Building a smart garbage sorter using Rekognition along with inference
To conserve resources, we must recycle products like cardboards, clean plastic bottles, paper etc. We usually throw recyclable and non recyclable items in the same trash cans which have to be separated afterwards. If the separation is done at the early stage, it will be convenient. Some garbage dumping companies perform the task manually. Items can be recycled and used afterwards. The project I worked on is a garbage sorter which will be able to differentiate between recyclable and non-recyclable garbage items automatically. The project will help in sorting recycling products and reducing human power for separation purposes.
To implement my project, I used AWS Rekognition, an object detection technique. I trained my model 20 times with increasing number of images. Starting with 45 images, I ended up using 620 images. I started with simple images then increased to images with have little overlapping of objects to complex images. All of the images were resized to 416*416 pixels and were taken with a phone camera. I made sure the images were in range of 64*64 to 4096*4096 pixels as this is a requirement of Rekognition. My model can detect 10 different types of garbage (paper, can, tissue, cardboard, bottle, wrapper, plastic bag, wood, trash and compost). Compost class includes food wastes and trash class has items such as bubble sheets, batteries, medicine bottles, bulbs, cracked phones, plastic pieces etc .
I will show my project progress in other story.
METHODOLOGY
● Login to AWS account and navigate to Rekognition in console.
● Go and create a project. Give the project a unique name.
● Follow my Github post at the end of blog, from there download output-8.manifest file. Go to S3, create a bucket and upload the file. Now, go to the datasets and create a new dataset with a different name. Under ‘Image location’, select “Import images labeled by Amazon SageMaker Ground Truth”. Go to the S3 bucket and copy the path of output-8.manifest and paste it over there.
● Go to the project you created and hit “Train new model”. Select the dataset for training which you just created and for testing dataset, select “split dataset” option.
● When everything is set, start training the model. It might take upto an hour to train it.
● Once a model is trained, you can view your evaluation results, per label performance and test results. For my case, I got the final F1 score of 0.943.
● If you want to add more images, make sure images are resized to 416*416 pixels. For resizing, go to the github link and download “resizing-notebook”. Go to sagemaker, create a pytorch36 notebook and paste the code. Upload the image you want to resize in the notebook and give path of image in code. Run the cell and resized image will be save in the same folder where the notebook is saved. Make sure that when you resize a 2nd image, give it a different name otherwise it will overwrite it. On the same lines, you can also add augmented images to model. For that, go to GitHub link and use “augmentation-notebook”.

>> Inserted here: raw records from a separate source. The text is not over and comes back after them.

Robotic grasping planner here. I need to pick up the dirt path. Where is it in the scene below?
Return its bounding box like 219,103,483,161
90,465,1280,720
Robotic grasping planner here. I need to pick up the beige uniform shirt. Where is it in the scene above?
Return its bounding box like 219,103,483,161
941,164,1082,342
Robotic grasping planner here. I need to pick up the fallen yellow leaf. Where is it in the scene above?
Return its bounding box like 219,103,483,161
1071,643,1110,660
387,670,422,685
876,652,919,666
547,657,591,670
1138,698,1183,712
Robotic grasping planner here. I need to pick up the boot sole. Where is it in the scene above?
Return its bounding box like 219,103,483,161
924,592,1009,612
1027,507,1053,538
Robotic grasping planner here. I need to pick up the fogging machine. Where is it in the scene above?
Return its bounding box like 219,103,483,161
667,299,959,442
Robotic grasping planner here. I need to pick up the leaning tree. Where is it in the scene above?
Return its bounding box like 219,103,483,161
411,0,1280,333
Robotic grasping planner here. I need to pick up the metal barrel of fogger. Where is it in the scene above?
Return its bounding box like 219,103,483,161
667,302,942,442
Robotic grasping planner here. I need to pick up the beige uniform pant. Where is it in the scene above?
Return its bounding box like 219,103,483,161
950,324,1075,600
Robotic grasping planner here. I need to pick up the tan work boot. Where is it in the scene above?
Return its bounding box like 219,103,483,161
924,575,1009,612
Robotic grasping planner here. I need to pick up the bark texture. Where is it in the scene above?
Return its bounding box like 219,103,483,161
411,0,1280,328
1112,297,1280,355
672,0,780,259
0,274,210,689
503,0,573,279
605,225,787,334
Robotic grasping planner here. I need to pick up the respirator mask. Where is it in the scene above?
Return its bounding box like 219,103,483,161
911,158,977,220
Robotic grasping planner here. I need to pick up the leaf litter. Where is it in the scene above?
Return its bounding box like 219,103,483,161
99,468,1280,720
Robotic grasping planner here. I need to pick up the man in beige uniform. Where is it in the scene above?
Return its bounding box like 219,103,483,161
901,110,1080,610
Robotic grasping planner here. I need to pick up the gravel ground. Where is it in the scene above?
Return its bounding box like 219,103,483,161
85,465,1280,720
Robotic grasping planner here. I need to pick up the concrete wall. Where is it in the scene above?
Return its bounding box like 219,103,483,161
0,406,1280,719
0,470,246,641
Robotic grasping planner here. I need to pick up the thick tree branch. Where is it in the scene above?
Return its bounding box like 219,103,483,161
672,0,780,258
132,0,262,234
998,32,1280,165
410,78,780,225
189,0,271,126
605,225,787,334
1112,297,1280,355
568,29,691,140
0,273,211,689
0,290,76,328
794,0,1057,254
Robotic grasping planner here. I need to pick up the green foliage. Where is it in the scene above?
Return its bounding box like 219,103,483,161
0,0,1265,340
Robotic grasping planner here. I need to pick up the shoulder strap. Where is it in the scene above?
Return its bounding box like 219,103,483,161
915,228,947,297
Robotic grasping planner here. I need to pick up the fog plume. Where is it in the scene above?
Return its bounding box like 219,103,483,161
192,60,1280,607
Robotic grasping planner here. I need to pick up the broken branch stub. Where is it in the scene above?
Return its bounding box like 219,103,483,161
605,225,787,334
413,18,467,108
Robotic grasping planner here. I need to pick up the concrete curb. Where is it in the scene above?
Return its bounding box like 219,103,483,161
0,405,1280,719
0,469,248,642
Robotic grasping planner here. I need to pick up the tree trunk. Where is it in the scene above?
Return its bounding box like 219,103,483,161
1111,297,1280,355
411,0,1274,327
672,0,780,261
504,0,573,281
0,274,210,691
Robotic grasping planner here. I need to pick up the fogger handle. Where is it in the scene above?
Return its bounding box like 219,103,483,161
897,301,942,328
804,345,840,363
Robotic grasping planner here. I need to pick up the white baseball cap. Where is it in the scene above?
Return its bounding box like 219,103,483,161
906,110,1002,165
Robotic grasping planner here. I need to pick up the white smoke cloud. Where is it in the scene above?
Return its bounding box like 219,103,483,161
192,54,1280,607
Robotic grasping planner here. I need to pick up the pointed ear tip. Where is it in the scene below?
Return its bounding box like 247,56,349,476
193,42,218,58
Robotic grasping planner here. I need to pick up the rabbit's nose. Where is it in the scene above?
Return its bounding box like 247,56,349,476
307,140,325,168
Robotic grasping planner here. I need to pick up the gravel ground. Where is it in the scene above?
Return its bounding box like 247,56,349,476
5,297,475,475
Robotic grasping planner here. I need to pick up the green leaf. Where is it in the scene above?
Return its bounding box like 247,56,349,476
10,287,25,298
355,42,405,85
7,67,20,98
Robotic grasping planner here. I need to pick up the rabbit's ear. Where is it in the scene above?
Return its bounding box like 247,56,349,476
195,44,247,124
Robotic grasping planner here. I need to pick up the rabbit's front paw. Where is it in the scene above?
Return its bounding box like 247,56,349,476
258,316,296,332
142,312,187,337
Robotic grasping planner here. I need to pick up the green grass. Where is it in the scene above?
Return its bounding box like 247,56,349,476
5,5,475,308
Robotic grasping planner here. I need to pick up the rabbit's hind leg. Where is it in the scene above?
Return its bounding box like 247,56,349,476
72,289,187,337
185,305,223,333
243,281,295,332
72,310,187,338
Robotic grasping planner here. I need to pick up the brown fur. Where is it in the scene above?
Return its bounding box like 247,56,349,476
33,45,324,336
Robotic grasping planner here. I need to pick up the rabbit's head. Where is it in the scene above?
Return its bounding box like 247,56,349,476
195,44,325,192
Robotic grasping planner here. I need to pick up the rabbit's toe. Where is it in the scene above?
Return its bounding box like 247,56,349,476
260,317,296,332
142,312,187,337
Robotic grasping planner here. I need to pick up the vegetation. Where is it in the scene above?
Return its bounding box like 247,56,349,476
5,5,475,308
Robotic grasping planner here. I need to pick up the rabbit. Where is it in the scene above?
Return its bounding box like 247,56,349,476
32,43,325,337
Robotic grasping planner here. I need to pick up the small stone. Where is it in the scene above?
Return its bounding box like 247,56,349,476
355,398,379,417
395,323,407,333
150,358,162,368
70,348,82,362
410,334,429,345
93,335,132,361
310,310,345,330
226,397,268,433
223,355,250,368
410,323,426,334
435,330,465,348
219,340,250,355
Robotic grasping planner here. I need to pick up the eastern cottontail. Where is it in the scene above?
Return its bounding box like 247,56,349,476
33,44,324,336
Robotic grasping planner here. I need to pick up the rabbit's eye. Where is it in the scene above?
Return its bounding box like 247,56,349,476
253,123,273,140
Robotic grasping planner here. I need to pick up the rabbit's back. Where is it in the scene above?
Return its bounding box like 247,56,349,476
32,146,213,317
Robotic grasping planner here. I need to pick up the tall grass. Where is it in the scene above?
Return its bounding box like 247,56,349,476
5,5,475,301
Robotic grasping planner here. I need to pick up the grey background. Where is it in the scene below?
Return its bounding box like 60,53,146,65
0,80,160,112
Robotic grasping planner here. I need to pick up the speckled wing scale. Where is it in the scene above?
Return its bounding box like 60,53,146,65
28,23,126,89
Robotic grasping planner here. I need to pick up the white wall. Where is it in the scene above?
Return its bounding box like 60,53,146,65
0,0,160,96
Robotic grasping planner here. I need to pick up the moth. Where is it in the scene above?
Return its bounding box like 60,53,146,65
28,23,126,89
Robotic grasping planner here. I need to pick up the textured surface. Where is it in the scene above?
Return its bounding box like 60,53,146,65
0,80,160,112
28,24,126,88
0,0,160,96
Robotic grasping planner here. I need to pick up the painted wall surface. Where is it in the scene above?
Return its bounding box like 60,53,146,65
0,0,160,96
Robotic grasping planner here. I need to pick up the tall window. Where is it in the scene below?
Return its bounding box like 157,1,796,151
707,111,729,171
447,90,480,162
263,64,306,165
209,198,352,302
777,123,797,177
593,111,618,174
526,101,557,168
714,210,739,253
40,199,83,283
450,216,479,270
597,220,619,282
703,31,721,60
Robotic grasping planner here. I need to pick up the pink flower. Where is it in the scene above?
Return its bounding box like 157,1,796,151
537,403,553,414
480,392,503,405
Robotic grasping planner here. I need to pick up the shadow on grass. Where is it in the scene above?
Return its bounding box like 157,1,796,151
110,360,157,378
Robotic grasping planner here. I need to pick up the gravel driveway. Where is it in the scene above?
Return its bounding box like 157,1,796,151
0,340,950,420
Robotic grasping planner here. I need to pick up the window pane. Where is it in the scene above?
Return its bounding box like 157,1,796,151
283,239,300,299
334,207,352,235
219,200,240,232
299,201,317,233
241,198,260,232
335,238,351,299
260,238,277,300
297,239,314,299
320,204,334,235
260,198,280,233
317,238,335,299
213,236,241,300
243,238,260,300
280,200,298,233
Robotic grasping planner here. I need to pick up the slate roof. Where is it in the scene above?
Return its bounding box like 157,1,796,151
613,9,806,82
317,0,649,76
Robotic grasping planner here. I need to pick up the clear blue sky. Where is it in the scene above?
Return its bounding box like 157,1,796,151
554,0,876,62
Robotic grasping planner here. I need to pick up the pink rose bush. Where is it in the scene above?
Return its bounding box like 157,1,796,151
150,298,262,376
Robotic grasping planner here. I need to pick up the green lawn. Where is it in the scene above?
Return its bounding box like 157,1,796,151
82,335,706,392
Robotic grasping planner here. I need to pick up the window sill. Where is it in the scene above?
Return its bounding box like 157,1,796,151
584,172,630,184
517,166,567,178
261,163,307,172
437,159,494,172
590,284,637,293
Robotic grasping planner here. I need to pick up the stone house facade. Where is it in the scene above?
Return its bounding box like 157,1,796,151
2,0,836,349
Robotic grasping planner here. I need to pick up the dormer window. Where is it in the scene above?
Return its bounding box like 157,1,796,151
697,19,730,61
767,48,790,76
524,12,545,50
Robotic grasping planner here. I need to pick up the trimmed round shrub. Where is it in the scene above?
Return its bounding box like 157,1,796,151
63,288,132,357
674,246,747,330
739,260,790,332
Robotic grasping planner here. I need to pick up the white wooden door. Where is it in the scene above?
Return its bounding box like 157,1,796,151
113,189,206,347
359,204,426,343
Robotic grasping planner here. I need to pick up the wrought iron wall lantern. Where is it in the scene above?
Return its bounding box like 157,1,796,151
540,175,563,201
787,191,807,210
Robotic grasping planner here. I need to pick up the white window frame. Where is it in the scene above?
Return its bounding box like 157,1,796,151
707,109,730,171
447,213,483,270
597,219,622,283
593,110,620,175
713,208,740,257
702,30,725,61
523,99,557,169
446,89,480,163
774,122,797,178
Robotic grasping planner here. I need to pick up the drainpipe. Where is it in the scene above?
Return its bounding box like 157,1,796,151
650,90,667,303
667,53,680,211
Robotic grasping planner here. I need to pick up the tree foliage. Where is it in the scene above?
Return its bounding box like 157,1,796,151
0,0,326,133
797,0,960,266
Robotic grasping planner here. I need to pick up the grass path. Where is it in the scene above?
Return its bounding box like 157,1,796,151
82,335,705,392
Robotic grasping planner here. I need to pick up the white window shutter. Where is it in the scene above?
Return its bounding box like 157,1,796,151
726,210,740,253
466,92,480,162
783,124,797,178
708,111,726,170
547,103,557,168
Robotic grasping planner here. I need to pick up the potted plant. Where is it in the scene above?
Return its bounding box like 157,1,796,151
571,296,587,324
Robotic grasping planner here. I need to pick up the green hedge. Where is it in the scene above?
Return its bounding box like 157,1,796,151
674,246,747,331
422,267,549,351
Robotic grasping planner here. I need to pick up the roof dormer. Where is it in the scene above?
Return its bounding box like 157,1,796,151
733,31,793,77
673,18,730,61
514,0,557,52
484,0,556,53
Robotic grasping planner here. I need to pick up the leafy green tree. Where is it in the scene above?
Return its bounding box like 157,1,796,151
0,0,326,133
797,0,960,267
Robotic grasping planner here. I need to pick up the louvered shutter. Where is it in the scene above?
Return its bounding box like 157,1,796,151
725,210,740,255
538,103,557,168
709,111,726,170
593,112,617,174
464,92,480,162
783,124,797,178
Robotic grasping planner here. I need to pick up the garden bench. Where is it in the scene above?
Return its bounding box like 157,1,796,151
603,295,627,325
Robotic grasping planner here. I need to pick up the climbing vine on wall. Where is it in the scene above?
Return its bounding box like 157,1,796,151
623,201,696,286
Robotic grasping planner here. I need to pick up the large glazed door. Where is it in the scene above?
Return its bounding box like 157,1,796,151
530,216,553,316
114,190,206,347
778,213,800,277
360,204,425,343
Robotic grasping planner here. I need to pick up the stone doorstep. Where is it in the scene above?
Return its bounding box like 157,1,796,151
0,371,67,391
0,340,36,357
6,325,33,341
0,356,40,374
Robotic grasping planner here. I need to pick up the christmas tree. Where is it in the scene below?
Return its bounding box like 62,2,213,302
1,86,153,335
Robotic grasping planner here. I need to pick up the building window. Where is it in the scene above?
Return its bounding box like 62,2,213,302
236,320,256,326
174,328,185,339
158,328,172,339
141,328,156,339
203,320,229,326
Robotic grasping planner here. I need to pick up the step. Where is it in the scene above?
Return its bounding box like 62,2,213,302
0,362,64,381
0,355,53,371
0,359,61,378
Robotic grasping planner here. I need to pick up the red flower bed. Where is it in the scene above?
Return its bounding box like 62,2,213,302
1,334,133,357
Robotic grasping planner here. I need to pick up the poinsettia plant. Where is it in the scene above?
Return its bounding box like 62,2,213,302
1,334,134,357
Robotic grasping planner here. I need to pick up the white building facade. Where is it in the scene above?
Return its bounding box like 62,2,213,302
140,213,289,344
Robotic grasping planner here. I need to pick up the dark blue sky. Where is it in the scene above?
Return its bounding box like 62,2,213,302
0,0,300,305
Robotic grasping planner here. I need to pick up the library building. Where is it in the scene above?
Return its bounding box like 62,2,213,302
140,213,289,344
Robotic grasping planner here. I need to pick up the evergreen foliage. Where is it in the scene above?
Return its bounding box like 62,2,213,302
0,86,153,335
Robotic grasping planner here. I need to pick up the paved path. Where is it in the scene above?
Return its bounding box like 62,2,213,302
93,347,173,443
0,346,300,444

● When images are ready, go to the dataset which you created and add images in it. Start labeling them, it will make required bounding boxes.
● When the model is trained with new dataset, an updated manifest file will be available in S3.
● Start the model before using it. It should be in “running” status. For starting, stopping or detecting labels from models using CLI, go to the “commands notebook” on GitHub. Copy the start model command to start the model.
● For inference, take a new image and give it a path in the “inference notebook”. For that, create a new “conda_pytorch_p36” notebook and paste the code over there. You will get results as json format along with output image with bounding boxes.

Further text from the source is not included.